Take work: "./data/eval.csv"
Take work: "./data/train.csv"
Take work: "./data/eval.csv"
INFO:tensorflow:Saving checkpoints for 0 into ./result/model_WIDE_AND_DEEP_1672921107/model.ckpt.
INFO:tensorflow:Create incremental timer, incremental_save:False, incremental_save_secs:None
2023-01-05 12:19:03.144568: W tensorflow/core/framework/op_kernel.cc:1651] OP_REQUIRES failed at work_queue_ops.cc:320 : Out of range: All works in work queue work_queue are taken.

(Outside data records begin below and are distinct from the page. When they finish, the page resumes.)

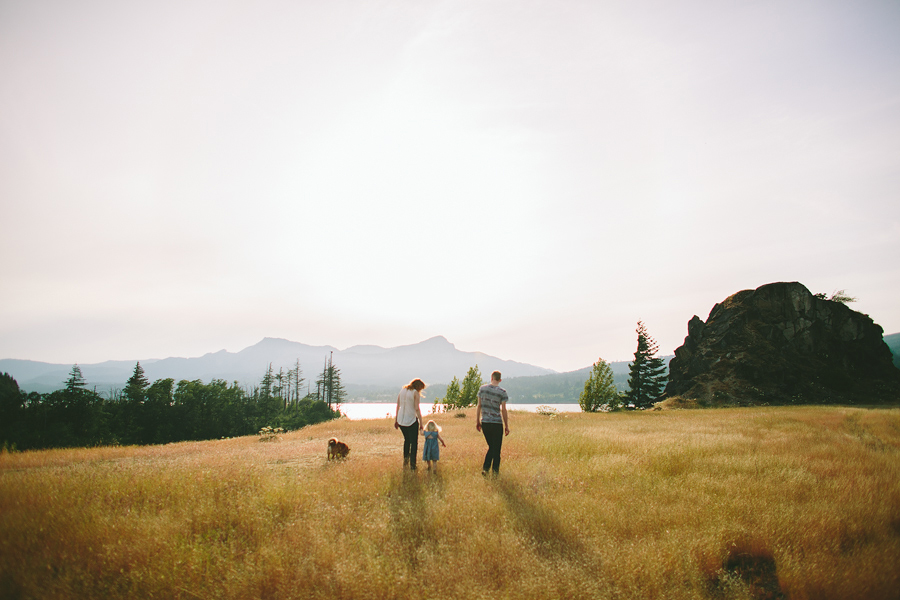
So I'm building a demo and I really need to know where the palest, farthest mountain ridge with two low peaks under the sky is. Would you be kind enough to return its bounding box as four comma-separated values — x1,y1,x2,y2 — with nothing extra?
0,336,555,393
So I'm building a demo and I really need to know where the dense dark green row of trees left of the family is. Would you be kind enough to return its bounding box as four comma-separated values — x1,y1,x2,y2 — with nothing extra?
0,358,346,450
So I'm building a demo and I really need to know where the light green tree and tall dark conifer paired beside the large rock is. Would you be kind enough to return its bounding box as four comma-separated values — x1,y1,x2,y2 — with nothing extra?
578,321,666,412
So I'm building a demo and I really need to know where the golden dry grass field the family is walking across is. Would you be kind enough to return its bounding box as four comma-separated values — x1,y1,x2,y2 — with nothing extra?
0,407,900,600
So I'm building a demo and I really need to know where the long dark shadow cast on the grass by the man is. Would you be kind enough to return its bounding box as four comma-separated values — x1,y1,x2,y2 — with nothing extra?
492,479,585,561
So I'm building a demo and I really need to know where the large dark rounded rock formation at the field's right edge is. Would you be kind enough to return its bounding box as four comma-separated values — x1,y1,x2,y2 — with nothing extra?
664,283,900,406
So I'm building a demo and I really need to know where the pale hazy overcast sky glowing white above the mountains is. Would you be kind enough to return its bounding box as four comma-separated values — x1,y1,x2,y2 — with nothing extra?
0,0,900,371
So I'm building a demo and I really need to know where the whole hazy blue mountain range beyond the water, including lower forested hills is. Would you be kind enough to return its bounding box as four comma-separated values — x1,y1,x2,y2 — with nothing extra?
0,333,900,404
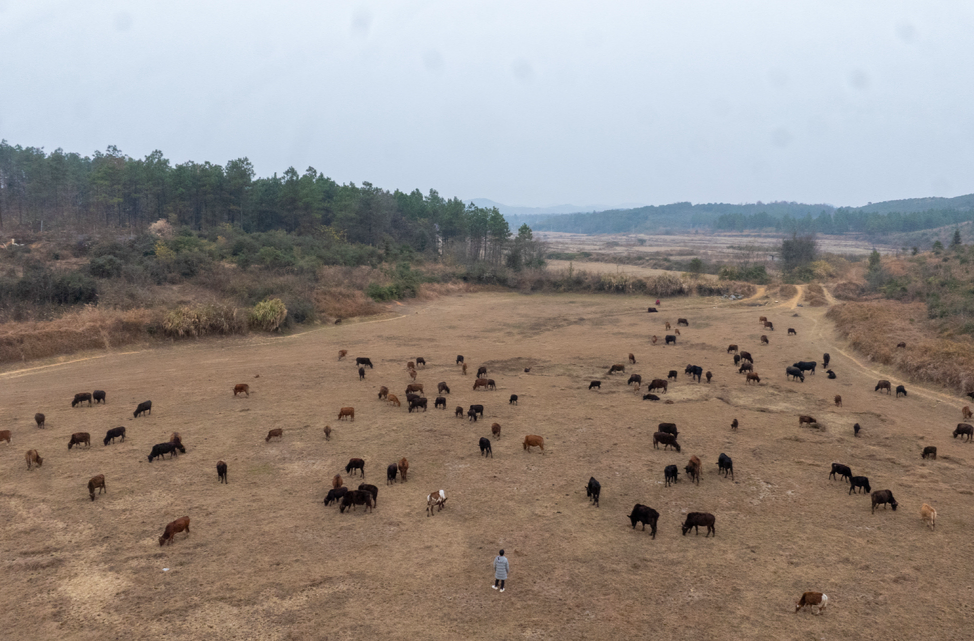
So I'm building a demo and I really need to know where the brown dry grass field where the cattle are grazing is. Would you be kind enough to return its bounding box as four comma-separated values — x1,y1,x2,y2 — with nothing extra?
0,294,974,641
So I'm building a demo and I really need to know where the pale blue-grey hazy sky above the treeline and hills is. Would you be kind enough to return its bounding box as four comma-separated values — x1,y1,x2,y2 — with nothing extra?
0,0,974,206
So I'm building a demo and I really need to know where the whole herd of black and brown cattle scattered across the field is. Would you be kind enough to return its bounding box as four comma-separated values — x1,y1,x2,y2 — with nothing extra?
7,308,974,614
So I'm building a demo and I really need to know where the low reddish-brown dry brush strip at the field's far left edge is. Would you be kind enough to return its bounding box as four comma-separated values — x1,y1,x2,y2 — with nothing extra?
0,305,153,363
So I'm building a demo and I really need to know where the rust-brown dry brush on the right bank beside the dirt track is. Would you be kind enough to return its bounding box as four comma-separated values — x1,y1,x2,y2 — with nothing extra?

INFO:tensorflow:loss = 0.6893319, steps = 1
2023-01-05 12:19:06.699829: I tensorflow/core/common_runtime/tensorpool_allocator.cc:146] TensorPoolAllocator enabled
INFO:tensorflow:global_step/sec: 19.8375
INFO:tensorflow:loss = 0.5995521, steps = 101 (5.042 sec)
JackMoriarty commented 1 year ago

tf.data.experimental.parallel_interleave is deprecated. Please use tf.data.Dataset.interleave instead.